The version of R is as listed below.
version
## _
## platform x86_64-w64-mingw32
## arch x86_64
## os mingw32
## crt ucrt
## system x86_64, mingw32
## status
## major 4
## minor 2.2
## year 2022
## month 10
## day 31
## svn rev 83211
## language R
## version.string R version 4.2.2 (2022-10-31 ucrt)
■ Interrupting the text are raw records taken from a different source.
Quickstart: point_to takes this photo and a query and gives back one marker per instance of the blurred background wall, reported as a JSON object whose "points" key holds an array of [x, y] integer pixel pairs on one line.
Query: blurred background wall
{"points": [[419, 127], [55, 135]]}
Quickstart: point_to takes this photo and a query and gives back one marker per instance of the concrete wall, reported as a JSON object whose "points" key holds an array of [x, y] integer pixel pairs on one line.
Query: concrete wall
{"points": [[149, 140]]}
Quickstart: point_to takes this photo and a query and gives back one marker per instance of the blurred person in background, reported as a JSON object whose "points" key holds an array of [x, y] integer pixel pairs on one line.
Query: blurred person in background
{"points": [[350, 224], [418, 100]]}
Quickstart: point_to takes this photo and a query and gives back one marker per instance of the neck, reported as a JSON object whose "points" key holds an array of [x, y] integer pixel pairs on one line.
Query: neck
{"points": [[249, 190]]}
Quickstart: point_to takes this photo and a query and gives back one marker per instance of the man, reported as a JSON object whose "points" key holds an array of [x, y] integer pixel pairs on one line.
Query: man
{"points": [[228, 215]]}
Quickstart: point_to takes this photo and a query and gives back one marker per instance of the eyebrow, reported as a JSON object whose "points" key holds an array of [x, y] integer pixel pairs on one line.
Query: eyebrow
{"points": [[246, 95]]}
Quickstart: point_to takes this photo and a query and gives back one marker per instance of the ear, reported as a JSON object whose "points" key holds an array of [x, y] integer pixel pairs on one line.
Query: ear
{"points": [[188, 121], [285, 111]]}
## nickname Innocent and Trusting
The version of Python is listed below.
import sys
sys.version
## '3.8.15 | packaged by conda-forge | (default, Nov 22 2022, 08:42:03) [MSC v.1929 64 bit (AMD64)]'
The purpose of this Assignment is to recreate the base R
code of the textbook in higher-level R and
Python. There will be three different blocks of code that
do the same thing: one in base R, one in fancy
R, and one in Python. The original base
R code is taken from https://hastie.su.domains/ISLR2/Labs/Rmarkdown_Notebooks/Ch2-statlearn-lab.html.
All other code is my own.
First we install the packages needed for this notebook (note that I already have done it so it is commented out). Then we load the libraries.
# install.packages("dplyr", "plotly", "htmlwidgets", "GGally")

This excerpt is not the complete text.